For some time I’ve been trying to find the origin of the ‘Rents’. I could find only scant reference to them in books and nothing on the web. Even the seminal London Encyclopaedia only makes scant reference to them.
The obvious answer is that the relevant area was owned by a titled gentleman who derived an income from collecting the dues owed to him by his tenants, or quite possibly the name comes from the landlord or even rent collector.
[T]he oldest Chichester Rents close by Chancery Lane takes its name from Ralph Neville the then Bishop of Chichester in the early 13th century.
Baker’s Rents just off Hackney Road carries a possessive apostrophe, so there possibly could have been a Mr Baker who owned, or collected rent from properties there.
Wild’s Rents near Long Lane, SE1 is probably named after someone, in fact, a Paul Wild http://www.london-se1.co.uk/forum/read/1/73478 Making enquiries upon the origin of his namesake received some pretty unhelpful replies.

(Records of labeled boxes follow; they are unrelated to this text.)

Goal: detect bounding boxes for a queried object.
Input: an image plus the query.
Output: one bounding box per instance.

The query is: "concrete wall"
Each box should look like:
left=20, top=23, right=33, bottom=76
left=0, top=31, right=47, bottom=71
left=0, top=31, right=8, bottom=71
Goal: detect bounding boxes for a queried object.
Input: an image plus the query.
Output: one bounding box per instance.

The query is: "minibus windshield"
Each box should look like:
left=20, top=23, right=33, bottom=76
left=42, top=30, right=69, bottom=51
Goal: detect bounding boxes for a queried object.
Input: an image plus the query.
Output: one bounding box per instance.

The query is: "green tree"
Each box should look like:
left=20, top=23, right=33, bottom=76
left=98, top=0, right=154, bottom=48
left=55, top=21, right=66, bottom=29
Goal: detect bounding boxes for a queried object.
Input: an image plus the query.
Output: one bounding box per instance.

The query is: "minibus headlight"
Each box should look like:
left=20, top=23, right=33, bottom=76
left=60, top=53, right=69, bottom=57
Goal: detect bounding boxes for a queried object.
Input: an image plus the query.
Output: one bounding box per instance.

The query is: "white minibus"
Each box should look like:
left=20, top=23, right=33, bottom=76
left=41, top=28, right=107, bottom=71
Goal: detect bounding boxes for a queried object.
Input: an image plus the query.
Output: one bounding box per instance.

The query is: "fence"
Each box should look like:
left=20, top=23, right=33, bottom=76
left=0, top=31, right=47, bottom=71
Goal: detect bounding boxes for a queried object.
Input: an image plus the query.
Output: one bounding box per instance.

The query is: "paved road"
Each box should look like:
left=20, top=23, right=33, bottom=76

A Mr Perkins possibly had a road named after his rent collecting activities. Perkin’s Rents originally built social housing where the slums of Westminster once stood. The tenements were later sold to the Peabody Trust, so at least he had cause to have a street named after his rent collecting days.
Poor old Mr Greenhill [featured image] isn’t even given credit by the Borough of Finsbury for his contribution to collecting revenue, or could it be a pastoral hill upon which dues are collected?
If anyone has more information upon London’s ‘Rents’ I would be grateful.